Pre-rebuttal rating: Overall, the paper contains some interesting investigations on how to use distillation for constructing a small model from a large model pre-trained on different source tasks. However, the investigations are so far incomplete and the quality is not up to par with ICLR’s standards. The reviewer thus recommends rejecting the submission.
伦理问题详情
NA.
We thank the reviewer for their constructive suggestions and address their concerns below. We hope that this rebuttal addresses all their questions and convinces them to raise their ratings. Please let us know if any additional details/clarifications are needed.
Novelty: As far as we know, there is no existing work that concretely establishes the findings presented in this paper about leveraging VFMs for training small models on a new task with limited labeled data. Especially, we show that
- Knowledge transfer (both task-oriented and task-agnostic) from a VFM (even with generic CC3M transfer set) is a better pre-training strategy for small models when compared to ImageNet/CLIP pretraining.
- Task-oriented knowledge transfer from VFMs is better than task-agnostic transfer.
We strongly believe that our findings corroborated by thorough experimental validation would be very useful to the community, especially given that VFMs are becoming larger and difficult to deploy as time progresses.
The main focus of this paper is on leveraging VFMs to effectively pretrain small task-specific models, not the specific strategy used for curating the transfer set. Please note that knowledge transfer is better than ImageNet/CLIP pretraining even when generic CC3M transfer set is used. So, it is not necessary to use task-related transfer set to outperform ImageNet/CLIP pretraining. Using a task-related transfer set just makes the performance gap bigger. Our results on ADE20K show that a simple image retrieval approach can be effective in curating good transfer sets. While a more sophisticated curation process could further improve the results and transfer set curation is an interesting topic worth exploring in further detail, it is not the main focus of this work. However, we agree that it would be an excellent topic for followup works.
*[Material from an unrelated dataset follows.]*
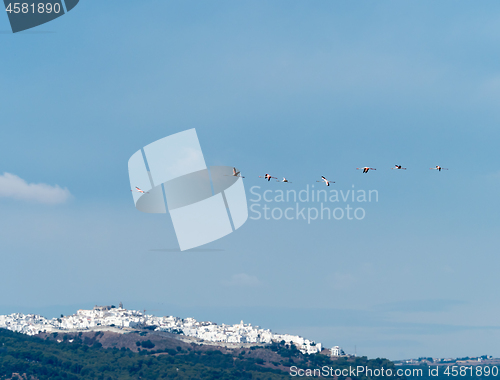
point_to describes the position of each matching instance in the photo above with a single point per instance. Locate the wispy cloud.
(12, 186)
(242, 279)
Baselines: Sorry to say that we did not understand why task-agnostic distillation is “unnatural”. Task-agnostic distillation is a valid approach to leverage VFMs, and hence we compared it with the proposed task-oriented knowledge transfer in a fair manner using same amount of labeled and unlabeled data.
CLIP dataset: We use the 1.1B image-text pairs used in the following papers: “STAIR: Learning Sparse Text and Image Representation in Grounded Tokens” and “RangeAugment: Efficient Online Augmentation with Range Learning”. ViT-B/16 and ViT-H/16 CLIP models trained on this dataset achieve 72.8% and 78.6% ImageNet zero-shot accuracy which are comparable to OpenCLIP models trained on DataComp-1B. These results confirm that the dataset we use is a high quality dataset.
CLIP-Pretrain: Sorry for the confusion. Our loss function is same as the loss function in the original CLIP paper. By ‘similar’ we simply meant ‘same’.
Distilling patch tokens from CLIP: We tried this in our early experiments but did not observe promising results. DINOV2 patch features are significantly better than OpenCLIP patch features for segmentation. This is because DINOV2 has been explicitly trained to produce good patch features while OpenCLIP was trained only with a loss on CLS features. Below are the performances of OpenCLIP-ViT-L/14 and DINOV2-ViT-L/14 models on the ADE20K segmentation dataset with Deeplab-V3 segmentation head:
| Labeled images | 1200 | 2401 | 4802 | 9605 |
|---|---|---|---|---|
| OpenCLIP | 31.82 | 36.69 | 40.22 | 42.85 |
| DINOV2 | 39.32 | 42.76 | 46.35 | 49.42 |
DINOV2 outperforms OpenCLIP by a significant margin. Hence, we did not further explore the direction of distilling inferior CLIP patch features. The following paper also observed that patch features of CLIP models trained with CLS token are not good for dense predictions tasks: “Perceptual Grouping in Contrastive Vision-Language Models”.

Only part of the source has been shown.